= Jean-Claude Muaka =

French comedian and actor (born 1986)

Jean-Claude Muaka is a French comedian and actor who was born on November 14, 1986. He has made a name for himself in classic plays, stand-up comedy, and in cinema.

== Biography ==

Jean-Claude Muaka was born in Villeneuve-Saint-Georges, his family moved to Vaux-le-Pénil, in Seine-et-Marne, when he was 7 years old. His father is a Physician, and his mother is a nurse; both are from the Democratic Republic of the Congo.

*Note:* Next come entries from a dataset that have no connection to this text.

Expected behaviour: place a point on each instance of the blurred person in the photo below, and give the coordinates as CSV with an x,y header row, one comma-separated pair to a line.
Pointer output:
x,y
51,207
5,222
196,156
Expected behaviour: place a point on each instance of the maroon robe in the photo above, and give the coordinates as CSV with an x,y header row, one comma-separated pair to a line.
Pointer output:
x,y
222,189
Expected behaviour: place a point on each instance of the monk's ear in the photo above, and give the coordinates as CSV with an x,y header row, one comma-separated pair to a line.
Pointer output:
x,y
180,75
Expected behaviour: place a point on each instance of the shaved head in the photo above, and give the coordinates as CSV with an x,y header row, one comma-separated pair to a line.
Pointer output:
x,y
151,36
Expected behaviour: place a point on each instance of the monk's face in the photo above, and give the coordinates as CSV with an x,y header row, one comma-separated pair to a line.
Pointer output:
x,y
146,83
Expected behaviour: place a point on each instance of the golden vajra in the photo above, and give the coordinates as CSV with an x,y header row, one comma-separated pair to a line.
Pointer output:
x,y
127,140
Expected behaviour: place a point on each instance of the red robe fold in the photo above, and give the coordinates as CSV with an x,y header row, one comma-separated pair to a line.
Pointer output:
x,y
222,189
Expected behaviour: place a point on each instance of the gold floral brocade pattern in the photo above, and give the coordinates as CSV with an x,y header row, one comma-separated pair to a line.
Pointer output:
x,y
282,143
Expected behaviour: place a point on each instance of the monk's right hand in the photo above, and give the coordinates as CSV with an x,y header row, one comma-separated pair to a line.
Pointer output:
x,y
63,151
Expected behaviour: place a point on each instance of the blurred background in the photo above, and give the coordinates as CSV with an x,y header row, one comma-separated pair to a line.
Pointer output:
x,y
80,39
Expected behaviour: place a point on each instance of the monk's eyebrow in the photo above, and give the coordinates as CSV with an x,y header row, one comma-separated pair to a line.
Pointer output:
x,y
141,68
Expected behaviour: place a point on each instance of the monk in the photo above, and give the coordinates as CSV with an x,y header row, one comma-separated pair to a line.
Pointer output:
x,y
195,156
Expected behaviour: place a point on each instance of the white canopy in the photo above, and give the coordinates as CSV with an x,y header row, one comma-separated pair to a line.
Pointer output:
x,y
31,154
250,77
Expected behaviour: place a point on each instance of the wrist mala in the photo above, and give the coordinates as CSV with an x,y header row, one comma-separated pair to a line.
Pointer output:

He studied theatre at the Sorbonne-Nouvelle where he met Director Éric Checco. The latter offered him to play Othello at the 2008 Avignon Festival.

Years later, he decided to focus on solo performance. His first show, One Man Costaud was played at the Paris Apollo théâtre and at the Palais des Glaces in 2015.

A die-hard supporter of Paris Saint Germain, he created Coach Muaka, an imaginary character who comments and depicts PSG and French National Soccer Selection games on social media and at his shows in 2015.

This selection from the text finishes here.